I was reading Beacon Lights of February 2017 with interest and wanted to comment or argue about two statements in “Ask Schuyler” regarding fellowship with unbelievers. First, “Therefore we cannot enjoy true friendship, which is a sharing of life,” and second, “In fact (our children) may not and cannot” (fellowship with the ungodly) in public schools.
Taking the second quotation first, I am sure Schuyler is well aware that many believing parents have no option but to send their children to public schools because they don’t have access to a Christian school and home schooling is impossible. God can and does sustain his believing children through this phase.
Real, heartfelt friendship cannot be enjoyed between an unbeliever and a believer, but I am convinced that true friendships where life impacts life can and ought to be pursued. If an unbeliever sees our lives and hears our words up close, it is akin to the unbelieving spouse being won in 1 Peter 3:1 and the light in Matthew 5. Only such a person is likely to accompany us to our church when invited. “Cold-turkey” evangelism is frequently fruitless. My wife and I find that friendships where a common interest is shared, like sport, is one of the best places to get to know people and seek to be a witness.
John Julian Kennedy
I thank Julian for his response. Indeed, I do acknowledge that for some (a minority) of believing parents in our Protestant Reformed circles, public school education is forced upon them because of the lack of suitable alternatives (good Christian schools and homeschooling). In my original article, I mentioned that “Public schools might be an option for some parents in the absence of a good Christian school and where homeschooling is impossible. (However, few Protestant Reformed parents are in that position, and we do not make rules out of exceptions).”
Julian’s second point begs the question: what is friendship/fellowship? What he and his wife do in seeking a common interest through sport with unbelievers is permissible, and in certain cases even commendable, but it is not friendship/fellowship, at least not how the Bible defines it and how I defined it in the article in Beacon Lights.

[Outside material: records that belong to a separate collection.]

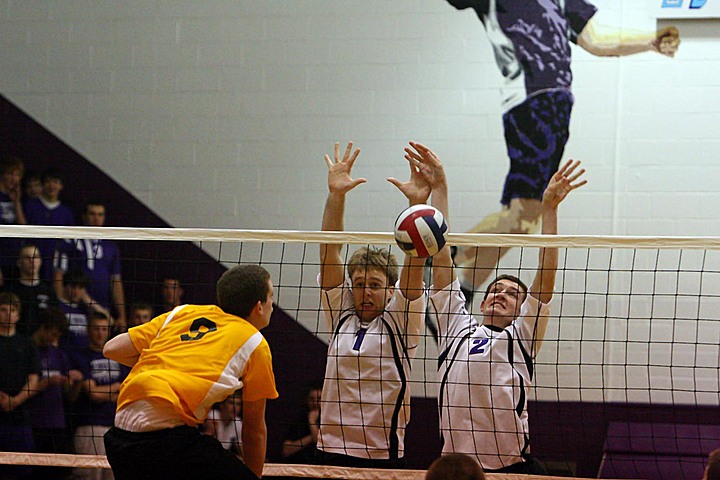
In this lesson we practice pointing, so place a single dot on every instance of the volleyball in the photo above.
(421, 231)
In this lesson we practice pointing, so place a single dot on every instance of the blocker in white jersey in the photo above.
(374, 318)
(485, 368)
(366, 395)
(484, 372)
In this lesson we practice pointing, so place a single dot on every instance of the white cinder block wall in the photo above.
(217, 114)
(233, 103)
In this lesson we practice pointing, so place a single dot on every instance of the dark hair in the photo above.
(512, 278)
(52, 173)
(8, 298)
(76, 278)
(96, 202)
(8, 164)
(139, 306)
(713, 469)
(51, 318)
(95, 315)
(240, 288)
(455, 466)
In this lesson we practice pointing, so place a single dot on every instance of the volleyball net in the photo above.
(626, 382)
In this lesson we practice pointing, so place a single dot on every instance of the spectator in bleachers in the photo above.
(19, 374)
(224, 422)
(96, 406)
(455, 466)
(140, 313)
(76, 304)
(35, 294)
(99, 260)
(712, 471)
(302, 436)
(172, 293)
(58, 381)
(48, 210)
(31, 185)
(11, 212)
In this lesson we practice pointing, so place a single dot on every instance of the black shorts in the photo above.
(174, 453)
(536, 132)
(340, 460)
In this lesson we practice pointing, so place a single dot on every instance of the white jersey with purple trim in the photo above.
(366, 394)
(484, 373)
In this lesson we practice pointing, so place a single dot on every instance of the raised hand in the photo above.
(563, 182)
(427, 163)
(416, 189)
(667, 41)
(339, 179)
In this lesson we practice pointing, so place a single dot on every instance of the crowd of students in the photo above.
(60, 301)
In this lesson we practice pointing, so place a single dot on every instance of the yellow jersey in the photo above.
(195, 356)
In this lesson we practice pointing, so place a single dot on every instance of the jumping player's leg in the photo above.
(536, 132)
(475, 265)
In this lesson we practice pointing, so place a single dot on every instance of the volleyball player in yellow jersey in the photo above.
(183, 362)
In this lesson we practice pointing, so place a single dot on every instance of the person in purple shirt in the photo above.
(95, 408)
(35, 293)
(76, 304)
(58, 383)
(19, 376)
(99, 260)
(531, 42)
(11, 212)
(48, 210)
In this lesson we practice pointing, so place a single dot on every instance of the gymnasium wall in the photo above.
(234, 103)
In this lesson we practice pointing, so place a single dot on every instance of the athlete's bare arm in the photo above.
(122, 350)
(332, 269)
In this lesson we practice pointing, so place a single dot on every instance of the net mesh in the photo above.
(628, 370)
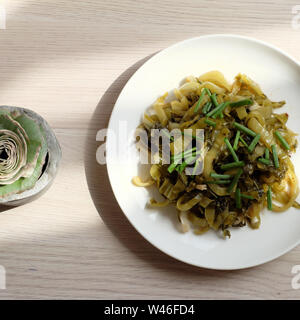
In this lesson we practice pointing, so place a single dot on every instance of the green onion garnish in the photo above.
(213, 111)
(167, 134)
(183, 154)
(235, 180)
(192, 136)
(238, 198)
(235, 157)
(269, 198)
(240, 103)
(246, 196)
(231, 165)
(222, 107)
(208, 91)
(244, 129)
(275, 156)
(199, 101)
(213, 98)
(244, 142)
(282, 140)
(264, 161)
(236, 140)
(254, 143)
(206, 107)
(267, 154)
(220, 176)
(209, 122)
(195, 167)
(218, 181)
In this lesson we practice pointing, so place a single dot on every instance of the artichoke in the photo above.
(23, 152)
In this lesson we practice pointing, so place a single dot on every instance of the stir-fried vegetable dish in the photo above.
(245, 154)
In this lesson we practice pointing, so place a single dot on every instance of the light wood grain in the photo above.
(68, 60)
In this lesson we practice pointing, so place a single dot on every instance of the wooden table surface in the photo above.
(69, 60)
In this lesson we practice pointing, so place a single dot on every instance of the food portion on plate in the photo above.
(246, 154)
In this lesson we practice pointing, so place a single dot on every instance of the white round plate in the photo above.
(277, 73)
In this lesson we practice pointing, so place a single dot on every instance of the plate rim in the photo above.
(109, 169)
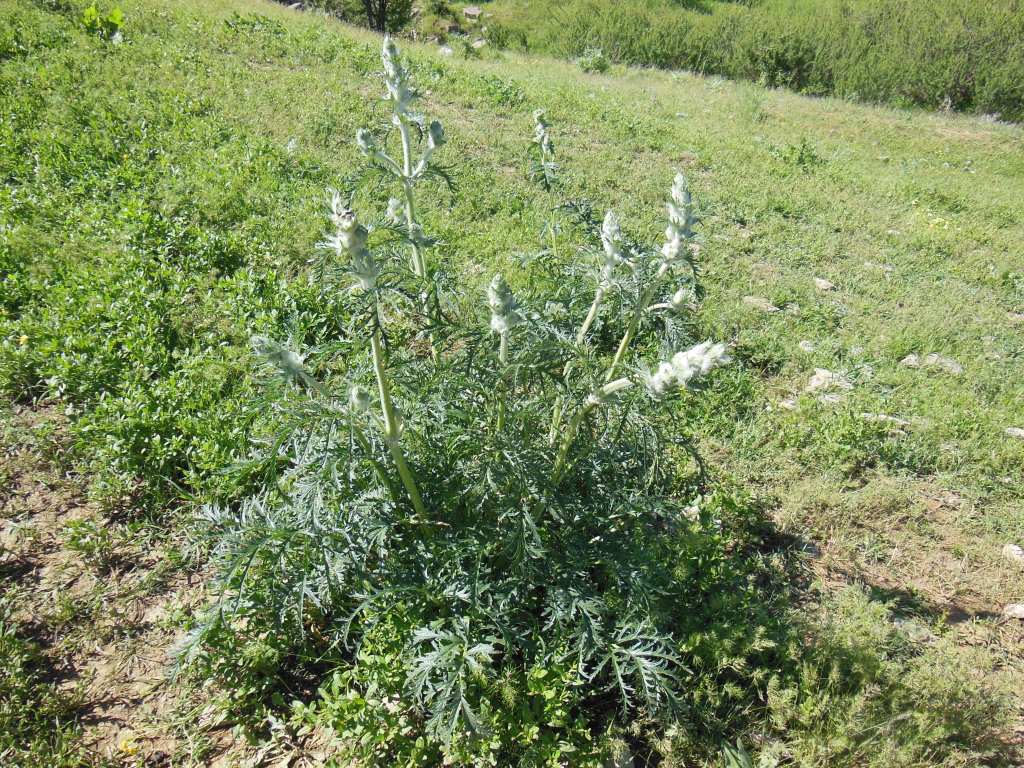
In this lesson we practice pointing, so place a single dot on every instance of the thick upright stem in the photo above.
(631, 330)
(391, 428)
(503, 358)
(608, 390)
(591, 315)
(419, 265)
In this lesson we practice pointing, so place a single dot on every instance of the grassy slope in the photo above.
(153, 216)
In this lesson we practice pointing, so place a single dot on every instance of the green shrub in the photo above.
(958, 54)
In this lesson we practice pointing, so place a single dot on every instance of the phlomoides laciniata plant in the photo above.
(513, 499)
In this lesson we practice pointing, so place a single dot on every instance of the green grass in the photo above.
(955, 54)
(161, 199)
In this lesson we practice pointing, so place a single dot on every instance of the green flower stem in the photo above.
(503, 357)
(631, 330)
(556, 420)
(419, 264)
(591, 315)
(391, 430)
(599, 397)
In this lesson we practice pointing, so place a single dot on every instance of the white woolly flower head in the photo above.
(395, 79)
(504, 309)
(541, 135)
(684, 298)
(291, 364)
(435, 135)
(358, 398)
(611, 243)
(349, 242)
(685, 368)
(367, 143)
(395, 211)
(611, 237)
(681, 220)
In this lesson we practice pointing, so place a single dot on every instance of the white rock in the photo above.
(824, 380)
(1014, 610)
(882, 267)
(886, 418)
(911, 360)
(760, 302)
(1014, 553)
(946, 364)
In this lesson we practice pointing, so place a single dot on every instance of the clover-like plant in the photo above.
(461, 506)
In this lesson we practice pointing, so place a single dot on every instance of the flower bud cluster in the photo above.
(504, 309)
(685, 368)
(680, 232)
(435, 138)
(611, 243)
(541, 135)
(395, 80)
(358, 398)
(350, 243)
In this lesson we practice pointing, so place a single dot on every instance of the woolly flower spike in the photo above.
(681, 220)
(366, 141)
(541, 136)
(685, 368)
(395, 79)
(349, 242)
(289, 363)
(435, 135)
(504, 311)
(358, 398)
(682, 299)
(435, 138)
(395, 211)
(611, 238)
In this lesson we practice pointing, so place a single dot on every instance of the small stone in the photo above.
(933, 360)
(1014, 553)
(886, 418)
(911, 360)
(946, 364)
(824, 380)
(1014, 610)
(760, 302)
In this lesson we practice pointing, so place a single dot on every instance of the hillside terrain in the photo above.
(162, 200)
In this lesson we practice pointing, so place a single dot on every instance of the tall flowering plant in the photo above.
(460, 505)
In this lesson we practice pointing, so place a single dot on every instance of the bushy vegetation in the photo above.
(161, 209)
(955, 54)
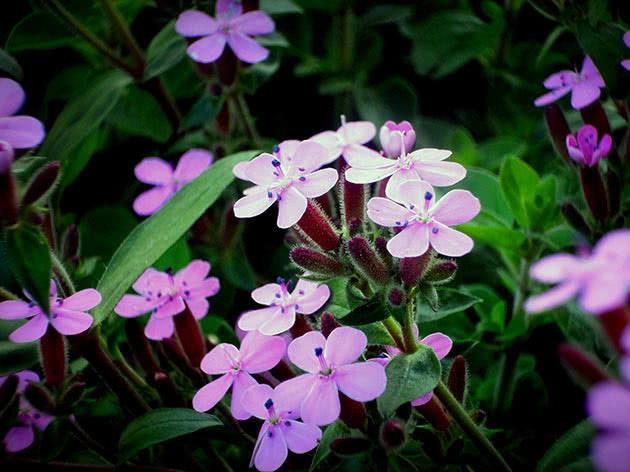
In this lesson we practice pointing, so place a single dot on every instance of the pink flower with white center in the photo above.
(601, 279)
(66, 315)
(16, 132)
(279, 432)
(585, 149)
(330, 371)
(166, 295)
(22, 436)
(231, 26)
(585, 86)
(441, 345)
(306, 298)
(347, 140)
(258, 353)
(287, 177)
(394, 136)
(423, 222)
(155, 171)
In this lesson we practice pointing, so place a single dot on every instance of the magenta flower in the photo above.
(586, 150)
(347, 140)
(330, 371)
(279, 316)
(155, 171)
(422, 222)
(288, 178)
(22, 436)
(393, 136)
(66, 315)
(258, 353)
(279, 432)
(166, 296)
(231, 26)
(16, 132)
(585, 86)
(601, 278)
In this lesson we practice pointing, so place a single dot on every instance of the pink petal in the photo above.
(260, 353)
(253, 23)
(152, 200)
(11, 97)
(302, 351)
(209, 395)
(30, 331)
(448, 241)
(344, 346)
(247, 49)
(321, 406)
(410, 242)
(207, 49)
(362, 382)
(456, 207)
(193, 23)
(154, 171)
(191, 164)
(300, 437)
(21, 131)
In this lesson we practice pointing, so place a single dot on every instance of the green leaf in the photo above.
(409, 376)
(161, 425)
(28, 256)
(83, 115)
(149, 240)
(167, 48)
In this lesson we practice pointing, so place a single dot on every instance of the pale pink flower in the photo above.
(585, 86)
(165, 295)
(330, 370)
(231, 26)
(155, 171)
(258, 353)
(423, 222)
(288, 177)
(279, 432)
(306, 298)
(66, 315)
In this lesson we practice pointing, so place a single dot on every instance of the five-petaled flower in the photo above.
(258, 353)
(330, 370)
(585, 86)
(423, 222)
(155, 171)
(280, 431)
(279, 316)
(66, 315)
(231, 26)
(166, 295)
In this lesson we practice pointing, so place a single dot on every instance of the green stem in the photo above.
(465, 422)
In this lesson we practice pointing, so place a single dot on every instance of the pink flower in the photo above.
(288, 178)
(22, 436)
(393, 136)
(586, 150)
(16, 132)
(601, 278)
(166, 296)
(422, 222)
(279, 432)
(347, 140)
(66, 315)
(330, 370)
(258, 353)
(231, 26)
(155, 171)
(306, 298)
(585, 86)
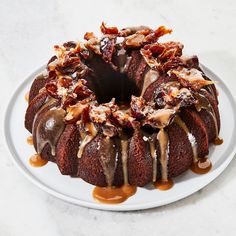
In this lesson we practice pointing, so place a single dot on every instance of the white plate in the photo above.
(79, 192)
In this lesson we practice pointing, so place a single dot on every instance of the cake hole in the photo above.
(107, 83)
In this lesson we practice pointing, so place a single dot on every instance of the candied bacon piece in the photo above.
(53, 58)
(108, 30)
(81, 90)
(74, 112)
(160, 118)
(51, 89)
(109, 129)
(135, 40)
(89, 35)
(172, 63)
(156, 34)
(137, 106)
(65, 81)
(69, 100)
(70, 44)
(107, 47)
(122, 118)
(69, 65)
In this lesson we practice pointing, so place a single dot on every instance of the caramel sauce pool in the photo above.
(113, 195)
(202, 166)
(164, 184)
(29, 140)
(37, 161)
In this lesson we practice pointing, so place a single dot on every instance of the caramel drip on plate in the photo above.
(202, 166)
(199, 165)
(191, 138)
(150, 77)
(124, 157)
(49, 129)
(29, 140)
(37, 161)
(87, 137)
(164, 184)
(113, 195)
(164, 146)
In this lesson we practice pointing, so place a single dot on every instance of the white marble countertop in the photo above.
(28, 29)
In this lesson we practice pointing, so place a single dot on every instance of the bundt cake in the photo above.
(122, 111)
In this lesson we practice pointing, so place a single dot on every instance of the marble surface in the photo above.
(28, 29)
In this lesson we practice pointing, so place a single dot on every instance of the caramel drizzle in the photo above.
(205, 104)
(150, 77)
(154, 158)
(190, 136)
(108, 157)
(124, 157)
(163, 139)
(87, 137)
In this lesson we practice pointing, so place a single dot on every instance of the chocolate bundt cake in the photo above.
(123, 110)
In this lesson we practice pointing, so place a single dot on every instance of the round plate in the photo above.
(77, 191)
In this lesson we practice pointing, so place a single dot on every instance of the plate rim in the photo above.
(107, 207)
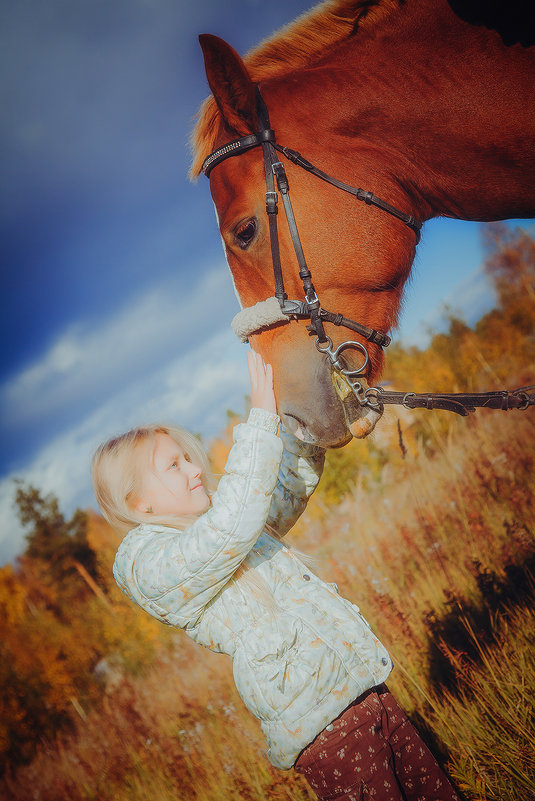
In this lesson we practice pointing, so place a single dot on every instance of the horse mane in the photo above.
(296, 45)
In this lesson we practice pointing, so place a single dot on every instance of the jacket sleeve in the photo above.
(299, 473)
(174, 574)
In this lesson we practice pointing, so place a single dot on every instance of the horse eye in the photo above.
(245, 232)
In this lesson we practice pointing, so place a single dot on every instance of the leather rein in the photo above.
(310, 308)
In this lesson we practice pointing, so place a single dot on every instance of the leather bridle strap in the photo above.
(273, 167)
(254, 140)
(361, 194)
(458, 402)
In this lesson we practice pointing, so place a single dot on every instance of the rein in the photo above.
(280, 309)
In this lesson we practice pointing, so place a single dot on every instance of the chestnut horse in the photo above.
(427, 109)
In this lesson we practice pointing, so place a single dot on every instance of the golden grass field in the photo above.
(428, 526)
(439, 555)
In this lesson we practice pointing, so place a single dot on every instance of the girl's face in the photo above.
(171, 483)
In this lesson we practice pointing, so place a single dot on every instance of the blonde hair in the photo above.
(117, 471)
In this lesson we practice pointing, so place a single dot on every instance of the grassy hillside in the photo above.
(428, 526)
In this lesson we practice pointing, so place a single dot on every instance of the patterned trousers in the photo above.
(372, 751)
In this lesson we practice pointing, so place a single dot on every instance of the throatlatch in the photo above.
(280, 309)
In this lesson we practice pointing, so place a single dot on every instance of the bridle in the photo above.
(268, 312)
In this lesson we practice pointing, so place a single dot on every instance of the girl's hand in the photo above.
(261, 375)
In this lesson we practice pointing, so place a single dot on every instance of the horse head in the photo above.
(359, 256)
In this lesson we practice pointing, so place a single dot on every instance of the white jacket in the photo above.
(299, 661)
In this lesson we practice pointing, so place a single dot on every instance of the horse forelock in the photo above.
(296, 45)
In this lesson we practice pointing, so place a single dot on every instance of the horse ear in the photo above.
(233, 90)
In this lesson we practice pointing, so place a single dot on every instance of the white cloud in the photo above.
(90, 361)
(193, 389)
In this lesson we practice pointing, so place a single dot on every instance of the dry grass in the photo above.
(439, 556)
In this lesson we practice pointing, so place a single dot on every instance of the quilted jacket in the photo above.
(298, 660)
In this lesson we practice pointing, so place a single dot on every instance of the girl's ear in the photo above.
(233, 90)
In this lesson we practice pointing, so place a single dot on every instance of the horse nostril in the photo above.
(293, 423)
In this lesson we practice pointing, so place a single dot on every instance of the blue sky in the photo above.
(116, 298)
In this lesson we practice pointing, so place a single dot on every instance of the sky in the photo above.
(116, 299)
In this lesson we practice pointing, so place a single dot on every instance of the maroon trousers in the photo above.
(372, 751)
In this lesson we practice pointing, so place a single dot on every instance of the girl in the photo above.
(305, 661)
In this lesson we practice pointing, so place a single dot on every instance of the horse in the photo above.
(426, 105)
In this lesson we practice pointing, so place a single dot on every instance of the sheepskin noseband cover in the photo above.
(256, 317)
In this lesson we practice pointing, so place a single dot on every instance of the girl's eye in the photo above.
(245, 232)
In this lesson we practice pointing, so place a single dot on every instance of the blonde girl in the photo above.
(305, 661)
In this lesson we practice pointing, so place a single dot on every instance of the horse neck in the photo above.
(449, 109)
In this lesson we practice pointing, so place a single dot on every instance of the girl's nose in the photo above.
(193, 470)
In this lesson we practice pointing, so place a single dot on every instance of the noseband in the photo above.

“Sharing of life” is more than sharing the volleyball court. Sharing of life is a “spiritual closeness and oneness that we enjoy with our fellow saints in the church.” Julian and his wife might, according to his testimony, share the former with their unbelieving acquaintances in sport, but they do not, cannot, and may not share the latter with unbelievers.
I want to encourage Julian, his wife, and all readers to endeavor to invite unbelievers to church. If that begins with a shared volleyball game, that is fine, as long as the antithesis is maintained.
*Julian Kennedy is a retired physician and a member of Ballymena Protestant Reformed church in Ballymena, Northern Ireland.